Διατύπωση μετρικών κατανομής πόρων και βέλτιστου τρόπου εκτέλεσης κατανεμημένων αλγορίθμων μηχανικής μάθησης
Specification of resource allocation metrics and optimized execution patterns of distributed machine learning algorithms
View/ Open
Abstract
Big Data is usually defined by three characteristics called the three Vs (Volume, Velocity and Variety). It refers to Data that is very large, dynamic and complex. In this context, the data is difficult to be recorded, saved, processed and analyzed using traditional data processing applications. Consequently, the new conditions imposed upon us by Big Data present serious challenges on a different level, including data clustering. In general, Big Data assembling techniques can be classified into two categories; single machine clustering techniques and multiple machine clustering techniques. This particular thesis aims to examine the behavior of classification algorithms, which are applied on the analysis of large volumes of data in different technologies – cloud architectures. Cloud computing is a powerful technology for the execution of multiple and complex calculations. It eliminates the need to sustain expensive IT material, exclusive space and software. The massive increase of the data scale or the big data that is produced through cloud computing is a time consuming task that demands a large computational infrastructure for successful data processing and analysis. The purpose of classification algorithms is the understanding and extraction of values from large arrays of structured or unstructured data.

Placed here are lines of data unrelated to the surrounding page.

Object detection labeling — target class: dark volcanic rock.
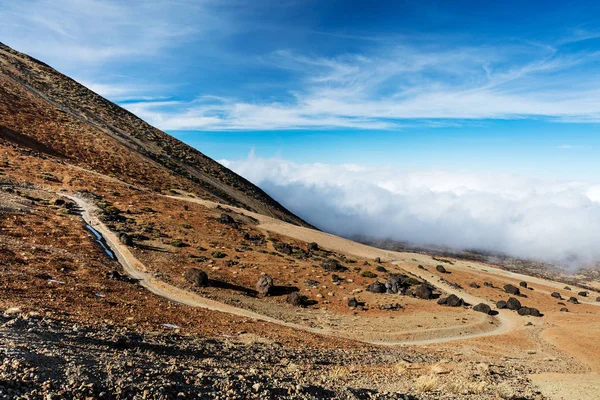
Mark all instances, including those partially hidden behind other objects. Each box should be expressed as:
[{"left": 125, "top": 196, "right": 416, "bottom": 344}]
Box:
[
  {"left": 473, "top": 303, "right": 492, "bottom": 314},
  {"left": 504, "top": 285, "right": 521, "bottom": 296},
  {"left": 274, "top": 242, "right": 292, "bottom": 256},
  {"left": 414, "top": 283, "right": 433, "bottom": 300},
  {"left": 438, "top": 294, "right": 465, "bottom": 307},
  {"left": 304, "top": 279, "right": 321, "bottom": 288},
  {"left": 367, "top": 281, "right": 386, "bottom": 293},
  {"left": 286, "top": 292, "right": 308, "bottom": 307},
  {"left": 321, "top": 258, "right": 348, "bottom": 272},
  {"left": 517, "top": 307, "right": 531, "bottom": 316},
  {"left": 183, "top": 268, "right": 208, "bottom": 286},
  {"left": 506, "top": 297, "right": 521, "bottom": 311},
  {"left": 119, "top": 233, "right": 133, "bottom": 246},
  {"left": 529, "top": 307, "right": 542, "bottom": 317},
  {"left": 446, "top": 294, "right": 465, "bottom": 307},
  {"left": 256, "top": 275, "right": 273, "bottom": 295}
]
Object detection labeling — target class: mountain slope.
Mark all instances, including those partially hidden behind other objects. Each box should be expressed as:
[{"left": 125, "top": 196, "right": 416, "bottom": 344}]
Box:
[{"left": 0, "top": 43, "right": 309, "bottom": 226}]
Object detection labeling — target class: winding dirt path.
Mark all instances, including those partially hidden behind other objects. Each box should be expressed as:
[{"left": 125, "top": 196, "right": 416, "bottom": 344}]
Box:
[{"left": 66, "top": 196, "right": 516, "bottom": 346}]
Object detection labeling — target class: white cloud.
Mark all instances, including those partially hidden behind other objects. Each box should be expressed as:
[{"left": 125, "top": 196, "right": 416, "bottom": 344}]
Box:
[
  {"left": 221, "top": 155, "right": 600, "bottom": 265},
  {"left": 118, "top": 45, "right": 600, "bottom": 130}
]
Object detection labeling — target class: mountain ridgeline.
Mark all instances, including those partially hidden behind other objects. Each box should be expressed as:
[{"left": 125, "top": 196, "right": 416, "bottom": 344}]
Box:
[{"left": 0, "top": 43, "right": 310, "bottom": 226}]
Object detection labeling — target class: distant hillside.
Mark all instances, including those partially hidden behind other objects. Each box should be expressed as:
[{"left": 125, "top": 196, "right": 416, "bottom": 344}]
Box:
[{"left": 0, "top": 43, "right": 309, "bottom": 226}]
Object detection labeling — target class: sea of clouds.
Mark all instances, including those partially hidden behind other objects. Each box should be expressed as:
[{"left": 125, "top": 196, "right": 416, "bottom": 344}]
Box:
[{"left": 220, "top": 154, "right": 600, "bottom": 266}]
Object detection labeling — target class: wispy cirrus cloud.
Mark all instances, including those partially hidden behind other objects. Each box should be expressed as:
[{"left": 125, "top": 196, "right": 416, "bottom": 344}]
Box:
[{"left": 118, "top": 43, "right": 600, "bottom": 130}]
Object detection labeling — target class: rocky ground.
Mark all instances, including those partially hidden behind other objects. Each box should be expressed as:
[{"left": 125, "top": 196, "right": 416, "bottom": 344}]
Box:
[{"left": 0, "top": 310, "right": 536, "bottom": 399}]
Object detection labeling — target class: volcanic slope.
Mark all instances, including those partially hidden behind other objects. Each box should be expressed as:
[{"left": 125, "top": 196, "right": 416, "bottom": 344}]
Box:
[
  {"left": 0, "top": 43, "right": 308, "bottom": 226},
  {"left": 0, "top": 42, "right": 600, "bottom": 399}
]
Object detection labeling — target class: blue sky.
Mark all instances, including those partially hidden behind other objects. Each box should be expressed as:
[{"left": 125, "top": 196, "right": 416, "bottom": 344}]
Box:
[{"left": 0, "top": 0, "right": 600, "bottom": 182}]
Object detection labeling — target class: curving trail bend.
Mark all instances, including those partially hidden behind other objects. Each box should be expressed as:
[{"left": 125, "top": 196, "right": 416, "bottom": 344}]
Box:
[{"left": 65, "top": 196, "right": 516, "bottom": 346}]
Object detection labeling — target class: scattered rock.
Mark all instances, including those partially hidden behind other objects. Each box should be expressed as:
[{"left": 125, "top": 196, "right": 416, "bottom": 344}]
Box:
[
  {"left": 321, "top": 258, "right": 348, "bottom": 272},
  {"left": 367, "top": 281, "right": 386, "bottom": 293},
  {"left": 506, "top": 297, "right": 521, "bottom": 311},
  {"left": 183, "top": 268, "right": 208, "bottom": 287},
  {"left": 504, "top": 284, "right": 521, "bottom": 296},
  {"left": 438, "top": 294, "right": 465, "bottom": 307},
  {"left": 286, "top": 292, "right": 308, "bottom": 307},
  {"left": 473, "top": 303, "right": 492, "bottom": 314},
  {"left": 119, "top": 233, "right": 133, "bottom": 246},
  {"left": 414, "top": 283, "right": 433, "bottom": 300},
  {"left": 304, "top": 279, "right": 321, "bottom": 288},
  {"left": 256, "top": 275, "right": 273, "bottom": 295},
  {"left": 378, "top": 303, "right": 402, "bottom": 311},
  {"left": 517, "top": 307, "right": 531, "bottom": 316},
  {"left": 360, "top": 271, "right": 377, "bottom": 278}
]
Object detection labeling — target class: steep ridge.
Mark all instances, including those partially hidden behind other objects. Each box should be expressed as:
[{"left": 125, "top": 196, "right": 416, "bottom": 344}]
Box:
[{"left": 0, "top": 43, "right": 308, "bottom": 226}]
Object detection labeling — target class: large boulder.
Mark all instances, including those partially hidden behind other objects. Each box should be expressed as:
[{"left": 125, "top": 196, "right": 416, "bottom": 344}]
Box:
[
  {"left": 517, "top": 307, "right": 531, "bottom": 316},
  {"left": 506, "top": 297, "right": 521, "bottom": 311},
  {"left": 286, "top": 292, "right": 308, "bottom": 307},
  {"left": 414, "top": 283, "right": 433, "bottom": 300},
  {"left": 256, "top": 275, "right": 273, "bottom": 295},
  {"left": 473, "top": 303, "right": 492, "bottom": 314},
  {"left": 529, "top": 307, "right": 542, "bottom": 317},
  {"left": 438, "top": 294, "right": 465, "bottom": 307},
  {"left": 446, "top": 294, "right": 465, "bottom": 307},
  {"left": 183, "top": 268, "right": 208, "bottom": 287},
  {"left": 367, "top": 281, "right": 386, "bottom": 293},
  {"left": 504, "top": 285, "right": 521, "bottom": 296},
  {"left": 375, "top": 265, "right": 387, "bottom": 272}
]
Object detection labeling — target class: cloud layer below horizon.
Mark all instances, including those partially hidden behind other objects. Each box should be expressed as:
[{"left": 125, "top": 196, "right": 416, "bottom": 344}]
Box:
[{"left": 220, "top": 154, "right": 600, "bottom": 266}]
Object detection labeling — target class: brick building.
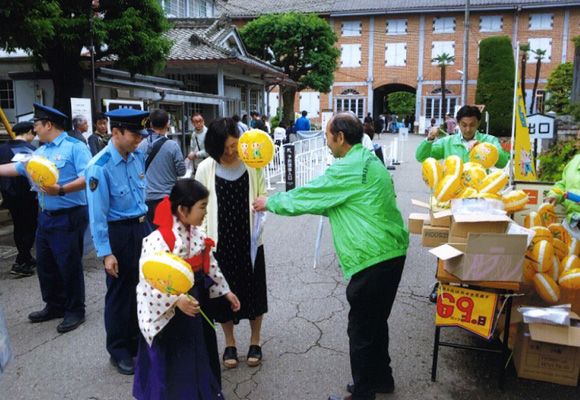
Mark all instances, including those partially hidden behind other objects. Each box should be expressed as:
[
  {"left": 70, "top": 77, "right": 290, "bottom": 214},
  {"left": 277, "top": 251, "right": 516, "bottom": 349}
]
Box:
[{"left": 216, "top": 0, "right": 580, "bottom": 133}]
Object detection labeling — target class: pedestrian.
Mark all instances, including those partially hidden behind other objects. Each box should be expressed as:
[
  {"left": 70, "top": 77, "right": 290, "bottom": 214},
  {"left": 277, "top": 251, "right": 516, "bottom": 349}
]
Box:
[
  {"left": 187, "top": 113, "right": 207, "bottom": 170},
  {"left": 195, "top": 118, "right": 268, "bottom": 368},
  {"left": 67, "top": 115, "right": 89, "bottom": 144},
  {"left": 133, "top": 179, "right": 240, "bottom": 400},
  {"left": 0, "top": 103, "right": 91, "bottom": 333},
  {"left": 294, "top": 111, "right": 310, "bottom": 133},
  {"left": 253, "top": 112, "right": 409, "bottom": 400},
  {"left": 139, "top": 109, "right": 185, "bottom": 223},
  {"left": 87, "top": 112, "right": 110, "bottom": 156},
  {"left": 0, "top": 121, "right": 38, "bottom": 278},
  {"left": 85, "top": 108, "right": 151, "bottom": 375}
]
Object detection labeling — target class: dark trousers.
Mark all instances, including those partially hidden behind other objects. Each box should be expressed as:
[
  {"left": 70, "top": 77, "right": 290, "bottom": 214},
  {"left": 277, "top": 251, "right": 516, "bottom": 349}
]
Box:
[
  {"left": 8, "top": 199, "right": 38, "bottom": 265},
  {"left": 105, "top": 221, "right": 151, "bottom": 361},
  {"left": 346, "top": 256, "right": 405, "bottom": 400},
  {"left": 36, "top": 206, "right": 89, "bottom": 317}
]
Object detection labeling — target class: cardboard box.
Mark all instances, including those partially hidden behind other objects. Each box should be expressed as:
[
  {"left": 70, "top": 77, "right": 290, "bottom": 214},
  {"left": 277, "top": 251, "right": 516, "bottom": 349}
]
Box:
[
  {"left": 409, "top": 213, "right": 430, "bottom": 235},
  {"left": 514, "top": 313, "right": 580, "bottom": 386},
  {"left": 429, "top": 233, "right": 527, "bottom": 282},
  {"left": 421, "top": 225, "right": 449, "bottom": 247}
]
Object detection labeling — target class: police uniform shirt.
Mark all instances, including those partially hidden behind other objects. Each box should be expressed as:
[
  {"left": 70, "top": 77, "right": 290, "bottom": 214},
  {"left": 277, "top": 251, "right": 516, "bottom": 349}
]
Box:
[
  {"left": 86, "top": 140, "right": 147, "bottom": 257},
  {"left": 16, "top": 132, "right": 91, "bottom": 211}
]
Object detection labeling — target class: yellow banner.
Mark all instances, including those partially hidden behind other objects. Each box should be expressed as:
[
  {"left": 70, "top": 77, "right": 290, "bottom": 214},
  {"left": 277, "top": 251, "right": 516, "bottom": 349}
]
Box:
[
  {"left": 435, "top": 285, "right": 498, "bottom": 339},
  {"left": 514, "top": 84, "right": 537, "bottom": 181}
]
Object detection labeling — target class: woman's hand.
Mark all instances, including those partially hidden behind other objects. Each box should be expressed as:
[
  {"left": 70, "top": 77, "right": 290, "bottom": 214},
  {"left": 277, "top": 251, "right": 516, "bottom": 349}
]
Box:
[
  {"left": 226, "top": 292, "right": 241, "bottom": 312},
  {"left": 175, "top": 294, "right": 199, "bottom": 317}
]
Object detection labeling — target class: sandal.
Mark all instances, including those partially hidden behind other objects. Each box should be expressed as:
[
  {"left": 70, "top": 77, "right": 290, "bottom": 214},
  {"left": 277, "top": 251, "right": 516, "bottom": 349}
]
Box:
[
  {"left": 247, "top": 344, "right": 262, "bottom": 367},
  {"left": 222, "top": 346, "right": 238, "bottom": 369}
]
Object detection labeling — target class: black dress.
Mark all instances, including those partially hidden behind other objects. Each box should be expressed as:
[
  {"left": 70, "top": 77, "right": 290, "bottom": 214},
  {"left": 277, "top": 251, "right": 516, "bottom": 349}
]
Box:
[{"left": 212, "top": 171, "right": 268, "bottom": 324}]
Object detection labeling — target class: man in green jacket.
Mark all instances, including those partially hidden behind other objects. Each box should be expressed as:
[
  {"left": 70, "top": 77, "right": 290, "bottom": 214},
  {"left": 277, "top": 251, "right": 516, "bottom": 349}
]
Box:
[
  {"left": 415, "top": 106, "right": 510, "bottom": 168},
  {"left": 253, "top": 113, "right": 409, "bottom": 400}
]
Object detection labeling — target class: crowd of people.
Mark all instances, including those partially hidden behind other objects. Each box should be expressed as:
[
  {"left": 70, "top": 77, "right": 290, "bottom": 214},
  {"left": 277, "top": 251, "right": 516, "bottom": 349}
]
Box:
[{"left": 0, "top": 104, "right": 409, "bottom": 399}]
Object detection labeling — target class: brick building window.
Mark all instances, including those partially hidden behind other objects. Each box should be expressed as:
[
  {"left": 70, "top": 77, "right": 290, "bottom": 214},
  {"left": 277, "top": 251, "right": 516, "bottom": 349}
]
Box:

In large volumes of unstructured data, it only makes sense to try and separate the data into logical clusters, before analyzing. In that way, classification allow us to have a mass perspective and to form some logical structures before continuing to analyze. Next, we will be presenting the most popular algorithms, which are broadly used to solve classification problems. In order to ensure that final conclusions are safe and objective, we will use a common dataset to run each algorithm separately. The Cloud needs to be distributed and programmed in such a way that providers achieve their goals and users meet the requirements of their applications minimum costs. The name we call this as a cloud resource allocation problem. Resource allocation is traditionally viewed as an optimization problem, so resource allocation is NP-Hard. limited resources are available and allocated own resources in competitive circumstances / activities so that both parties will achieve their goals. This extensive review aims to process and analyze the numerous resolve / spam issues in cloud resource allocation.